Four months later, Atlanta police arrested Lisabeth again, this time for allegedly plowing his car into the three young boys as they walked on a sidewalk along Joseph E. Boone Boulevard.

Cherokee Sheriff Roger Garrison said Lisabeth was given 38 days credit for time he had already served behind bars, and he received additional credit for good behavior and for working in the jail, which contributed to his early release. Georgia’s efforts to keep nonviolent offenders out of state prisons has also diverted people to county jails like the Cherokee detention center, leading to overcrowding, Garrison said. On May 31, Cherokee’s jail, which has capacity for 512 detainees, was holding 649.

“Sadly, it’s a common occurrence,” Garrison said about such early jail releases. “It’s virtually impossible to hold anyone the entire length of their sentence.”

Lisabeth is now at the Fulton County Jail facing a vehicular homicide charge in the death of 9-year-old Isaiah Ward. He has been placed in solitary confinement for his own protection because he has been receiving death threats, his attorney said. Police say he bought heroin somewhere nearby off Joseph E. Boone Boulevard and injected it minutes before he struck the boys. A police officer who investigated the accident scene said a syringe and a bag of heroin were found in Lisabeth's car.

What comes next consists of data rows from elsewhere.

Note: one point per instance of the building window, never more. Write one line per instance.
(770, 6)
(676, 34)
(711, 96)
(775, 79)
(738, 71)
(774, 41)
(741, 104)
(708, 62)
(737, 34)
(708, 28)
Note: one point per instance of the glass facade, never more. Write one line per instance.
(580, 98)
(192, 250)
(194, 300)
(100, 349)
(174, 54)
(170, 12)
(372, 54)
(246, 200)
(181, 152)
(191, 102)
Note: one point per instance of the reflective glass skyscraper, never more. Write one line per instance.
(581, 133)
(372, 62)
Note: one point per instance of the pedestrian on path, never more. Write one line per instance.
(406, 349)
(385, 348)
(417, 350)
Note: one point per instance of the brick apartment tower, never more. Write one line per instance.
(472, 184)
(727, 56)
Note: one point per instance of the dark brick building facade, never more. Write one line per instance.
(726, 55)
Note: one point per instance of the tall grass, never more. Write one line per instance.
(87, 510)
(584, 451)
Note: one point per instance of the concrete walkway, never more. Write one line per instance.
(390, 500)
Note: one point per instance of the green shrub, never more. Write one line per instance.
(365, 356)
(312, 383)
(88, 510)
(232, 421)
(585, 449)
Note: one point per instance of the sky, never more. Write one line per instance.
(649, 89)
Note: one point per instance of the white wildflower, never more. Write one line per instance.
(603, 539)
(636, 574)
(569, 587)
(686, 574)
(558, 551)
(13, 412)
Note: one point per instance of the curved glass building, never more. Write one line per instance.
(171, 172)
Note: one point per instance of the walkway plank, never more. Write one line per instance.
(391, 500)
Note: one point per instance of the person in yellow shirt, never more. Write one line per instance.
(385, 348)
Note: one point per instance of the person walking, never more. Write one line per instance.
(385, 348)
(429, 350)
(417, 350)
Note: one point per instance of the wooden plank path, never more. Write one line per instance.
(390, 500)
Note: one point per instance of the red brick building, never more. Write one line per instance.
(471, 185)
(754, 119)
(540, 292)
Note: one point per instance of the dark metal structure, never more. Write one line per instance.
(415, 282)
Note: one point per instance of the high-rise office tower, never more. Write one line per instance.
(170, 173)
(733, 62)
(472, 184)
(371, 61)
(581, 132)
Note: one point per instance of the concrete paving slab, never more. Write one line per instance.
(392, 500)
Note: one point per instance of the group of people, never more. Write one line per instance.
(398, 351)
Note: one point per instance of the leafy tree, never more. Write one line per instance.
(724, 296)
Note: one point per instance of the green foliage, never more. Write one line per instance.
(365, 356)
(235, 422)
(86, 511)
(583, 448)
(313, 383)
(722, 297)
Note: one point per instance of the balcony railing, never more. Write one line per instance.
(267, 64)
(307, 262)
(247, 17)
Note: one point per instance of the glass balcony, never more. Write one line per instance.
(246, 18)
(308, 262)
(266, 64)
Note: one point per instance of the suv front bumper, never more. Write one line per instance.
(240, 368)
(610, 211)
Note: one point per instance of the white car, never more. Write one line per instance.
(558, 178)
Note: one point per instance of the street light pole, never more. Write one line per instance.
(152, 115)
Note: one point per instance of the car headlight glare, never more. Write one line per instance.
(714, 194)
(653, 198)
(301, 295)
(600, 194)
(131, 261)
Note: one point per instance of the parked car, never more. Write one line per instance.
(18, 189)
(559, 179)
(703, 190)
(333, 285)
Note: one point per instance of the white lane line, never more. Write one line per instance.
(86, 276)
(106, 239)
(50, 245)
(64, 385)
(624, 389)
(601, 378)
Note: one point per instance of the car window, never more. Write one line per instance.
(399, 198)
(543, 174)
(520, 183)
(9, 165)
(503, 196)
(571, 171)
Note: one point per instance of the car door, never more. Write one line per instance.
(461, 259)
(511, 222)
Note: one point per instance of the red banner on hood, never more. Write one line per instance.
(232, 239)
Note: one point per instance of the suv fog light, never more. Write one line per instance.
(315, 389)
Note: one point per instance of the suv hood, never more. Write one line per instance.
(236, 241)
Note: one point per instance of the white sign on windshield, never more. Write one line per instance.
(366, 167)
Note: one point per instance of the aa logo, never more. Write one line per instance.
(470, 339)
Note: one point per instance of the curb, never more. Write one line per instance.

Kellen Flatt was the motorist Lisabeth rear-ended in 2013 near IKEA. She said he appeared intoxicated. He was incoherent, his eyes were unfocused and his head was rolling around, she said. Flatt added Lisabeth had fallen asleep or passed out after he hit her and that she had to pat his cheek to wake him up. The wreck totaled her 1999 Volkswagen Jetta.

Flatt called the not guilty decision Lisabeth got for his DUI charge “a failure of the justice system because they are supposed to protect us.” She added that Isaiah Ward “had to pay the ultimate price because somebody along the line wasn’t completely faultless in doing their job.”